We learn of Benjy’s various attachments such as his sister, Caddy, the only character who takes time to listen to Benjy, and how he is cared for by various characters throughout his life. Benjy has been said to have been “three for thirty years” and he struggles to communicate in many ways other than bellowing or moaning. The struggle of communication for Benjy reflects the entire family who refuse to listen to each other. Benjy uses his other senses to make sense of the world as illustrated by his reaction to smells and Caddy showing him how cold feels. Benjy cannot speak words, but he seems to be the only one who notices the declining state of his family. Benjy understands his sister’s name and her love for him, but he is othered by Frony, and several other characters who say he doesn’t understand anything, let alone a name. The only moment when Benjy is understood in this first chapter is when Caddy wears perfume, which upsets Benjy because she usually “smells like trees.” Caddy understands this after showing Benjy the perfume to react to. As the reader, we are frustrated when Benjy is not understood because it is written in first-person perspective, which inserts the reader in his shoes.
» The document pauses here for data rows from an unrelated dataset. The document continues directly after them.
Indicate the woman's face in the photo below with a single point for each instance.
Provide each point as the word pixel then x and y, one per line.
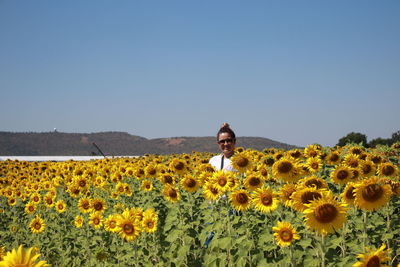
pixel 226 144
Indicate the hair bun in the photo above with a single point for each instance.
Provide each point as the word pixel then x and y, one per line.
pixel 225 125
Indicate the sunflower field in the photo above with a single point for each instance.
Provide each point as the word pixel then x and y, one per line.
pixel 317 206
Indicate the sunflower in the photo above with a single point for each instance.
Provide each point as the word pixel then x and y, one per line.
pixel 285 233
pixel 387 169
pixel 341 174
pixel 111 223
pixel 264 200
pixel 333 158
pixel 222 180
pixel 348 193
pixel 178 166
pixel 150 221
pixel 61 206
pixel 285 194
pixel 146 185
pixel 351 160
pixel 325 215
pixel 367 168
pixel 314 181
pixel 98 205
pixel 167 178
pixel 30 208
pixel 189 183
pixel 240 199
pixel 22 257
pixel 253 181
pixel 286 169
pixel 84 205
pixel 211 191
pixel 128 227
pixel 37 225
pixel 314 164
pixel 171 193
pixel 304 196
pixel 96 219
pixel 241 161
pixel 373 257
pixel 372 194
pixel 78 221
pixel 312 151
pixel 49 200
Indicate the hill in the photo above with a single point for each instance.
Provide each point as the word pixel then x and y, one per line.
pixel 114 143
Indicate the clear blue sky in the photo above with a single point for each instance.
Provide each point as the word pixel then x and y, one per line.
pixel 298 72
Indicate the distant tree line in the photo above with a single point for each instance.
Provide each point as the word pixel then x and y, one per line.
pixel 359 138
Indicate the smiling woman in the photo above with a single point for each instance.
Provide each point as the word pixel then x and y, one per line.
pixel 226 140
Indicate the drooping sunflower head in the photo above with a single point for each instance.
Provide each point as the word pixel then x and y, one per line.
pixel 171 194
pixel 314 181
pixel 304 196
pixel 253 181
pixel 178 166
pixel 265 200
pixel 23 257
pixel 348 194
pixel 371 194
pixel 211 191
pixel 242 161
pixel 189 183
pixel 286 193
pixel 37 225
pixel 240 199
pixel 373 257
pixel 325 215
pixel 387 169
pixel 285 233
pixel 286 169
pixel 341 174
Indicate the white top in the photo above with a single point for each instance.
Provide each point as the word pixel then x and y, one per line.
pixel 216 163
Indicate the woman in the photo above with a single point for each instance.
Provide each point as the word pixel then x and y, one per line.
pixel 226 140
In many ways, there are similarities between Benjy and Lenny from the novel Of Mice and Men. Both of these characters are largely mistreated as simply bumbling idiots due to the insensitivity of the time periods the stories take place in and other characters. Both of these novels are structured to make disabled characters into sympathetic figures who are illustrated to be burdens to the people around them despite their good intentions. Looking at disabled characters this way is simultaneously problematic and important. Both of these works feature disabled individuals as main characters, and they are demonized by other characters, but not intended to be seen negatively by the reader. In spite of being generally positive forces, they both meet unhappy or tragic fates, Lenny’s death and Benjy’s castration. Benjy’s perspective as a disabled person enhances the novel’s narrative structure despite its confusing nature. The insight on his treatment and his observations capitalize on Faulkner’s themes of communication and family in The Sound and the Fury.